HUDSON YARDS — A $150 million structure made up of more than 150 flights of stairs will take center stage at a 5-acre public plaza heading to the Hudson Yards, officials revealed Wednesday.
“Vessel,” as it is currently called, will offer the public a mile of climbable space inside a 15-story steel frame, British architect Thomas Heatherwick said before unveiling renderings of the structure at a press conference Wednesday.
The "public landmark" will have 154 winding flights of stairs, including nearly 2,500 steps and 80 landings, he explained.
Its base will measure 50 feet in diameter before widening to 150 feet at the top.
“We wondered, ‘What if you could make a project out of just stairs?’” he told an audience that included Mayor Bill de Blasio, Related Companies chairman and founder Stephen Ross, and businessman Dan Doctoroff, who is credited with giving Hudson Yards its name.
Ross, whose firm is developing the new neighborhood along with Oxford Properties Group, likened the yet-to-be-revealed sculpture to the Eiffel Tower back in May.
On Wednesday, he compared “Vessel” to another iconic destination.
“If you live in New York, or you come to New York, you have to go see the tree at Rockefeller Center — that’s just part of New York,” he said. “I wanted to create a 365-day Christmas tree.”
“Vessel” will cost Related and Oxford approximately $150 million, while the public square surrounding it will run an additional $50 million, a Related spokeswoman said Wednesday.
Heatherwick — whose studio designed the Olympic Cauldron at the 2012 Olympic Games in London — said he was struck by the number of people wearing suits with white sneakers when he visited New York in the 1980s.

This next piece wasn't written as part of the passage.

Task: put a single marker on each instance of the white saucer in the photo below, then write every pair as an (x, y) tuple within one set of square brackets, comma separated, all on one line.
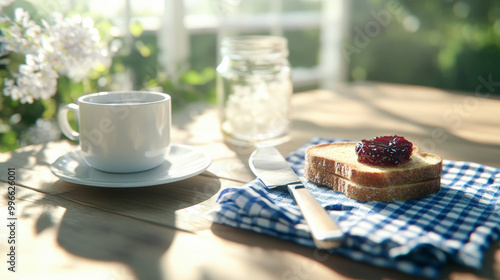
[(182, 162)]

His creation could be a daily destination for fitness-centric New Yorkers, he said.
“This could be the white-sneakered, ultimate morning fitness thing for someone coming at 6 o’clock in the morning every day,” he suggested.
The structure could also provide a place for meditation, not to mention “slinky championships,” he joked.
It will eventually rise in a more than 5-acre plaza and garden space that will connect the High Line with Hudson Yards' new park.
Following the unveiling, de Blasio said he was “impressed” by Heatherwick’s creation.
“I’m struck by the notion that this could be a place… for people to be active, but also a place that will cause us to reflect and think,” he said.
He warned the architect that each New Yorker would have his or her own opinion about "Vessel."
“Do not be dismayed — this is just the way we are,” he said. “But everyone will be talking about it, and everyone will be coming to see it.”